ISA-INFORMS Award for
"Best Industry Studies Paper"

Background

This prize was established through an agreement about joint activities between ISA and INFORMS with the goal of developing a closer relationship that would advance the goals of both organizations. 

The goal of the ISA, as defined in its articles of incorporation, is to promote industry studies scholarship. Properly designed, the awards also can encourage a cultural shift by scholars toward explicit recognition of their engagement with industry practitioners and demonstrate the benefits of such interaction for scholarly research. It is often the case that scholars benefit from interaction with industry practitioners in ways that shape the nature of the problems they address, the methodologies employed, and/or the interpretations of their findings.  This kind of engagement is not always apparent in published journal articles. Awards for excellence in industry studies publications demonstrate the contribution of engagement with practitioners in advancing the frontiers of knowledge, and encourage more interaction at this important interface. 

Selection Criteria

Winners and Runners-up are selected based on the following criteria:

1. The paper’s level of analysis can be individual, group, organizational, industry, or cross-industry, but it
    must explore and provide insight into issues of significance at the industry level of analysis.
2. The paper must be based on field research, defined as “the systematic study of original data –
    qualitative or quantitative – gathered from real organizations.” Original data may include: interviews,
    field experiments, quantitative data collected in the field, participant observation, or contextual
    understanding of an industry gained through long involvement with the industry.
3. Even where there is evidence that the authors understand the workings of the industry in a
    grounded, contextualized way
, it is essential that this understanding is also communicated explicitly to
    the reader, i.e. it must appear in the article and not solely reside in the author’s head.
4. Research using analytical modeling or statistical analysis of secondary datasets must address
    research questions that have been motivated by in-depth, firm- or industry-specific observations made
    by the authors. Authors must demonstrate a deep understanding of their research context through rich
    phenomenological descriptions, make extensive use of empirical data, and demonstrate methodological rigor.

Previous Winners

2013

Winner: “Selection at the Gate: Difficult Cases, Spillovers, and Organizational Learning; by Mihaela Stan and Freek Vermeulen, Organization Science

Runner-up #1: “Earnings Effect of Entrepreneurial Activity: Evidence from the Semiconductor Industry by Benjamin Campbell, Management Science.  

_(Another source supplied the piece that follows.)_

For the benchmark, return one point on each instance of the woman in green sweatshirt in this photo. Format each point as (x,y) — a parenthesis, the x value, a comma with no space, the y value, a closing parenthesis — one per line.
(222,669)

Runner-up #2: “Organization and Bargaining: Sales Process Choice at Auto Dealerships by Victor Bennett, Management Science

Runner-up #3: “Optimal Bidding in Multi-Item Multislot Sponsored Search Auctions by Vibhanshu Abhishek and Kartik Hosanagar, Operations Research

2012

Winner: “Process Management Impact on Clinical and Experiential Quality: Managing Tensions Between Safe and Patient-Centered Healthcare” by Aravind Chandrasekaran, Claire Senot, and Kenneth Boyer, Manufacturing and Service Operations Management

Runner-up #1: “Equitable and Efficient Coordination in Traffic Flow Management,” by Cynthia Barnhart, Dimitris Bertsimas, Constantine Caramanis, and Douglas Fearing, Transportation Science.  

Runner-up #2: “What Firms Make vs. What They Know: How Firms' Production and Knowledge Boundaries Affect Competitive Advantage in the Face of Technological Change,” by Rahul Kapoor and Ron Adner, Organization Science

2011

Winner:  “Anticipatory Sorting and Gender Segregation in Temporary Employment” by Isabel Fernandez-Mateo (London Business School) and Zella King (U. of Reading), Management Science 57 (6) 989–1008.

Runner-up: “Product Customization and Customer Service Costs: An Empirical Analysis” by Anuj Kumar and Rahul Telang (both at Carnegie-Mellon University), Manufacturing and Service Operations Management 13(3) 347–360.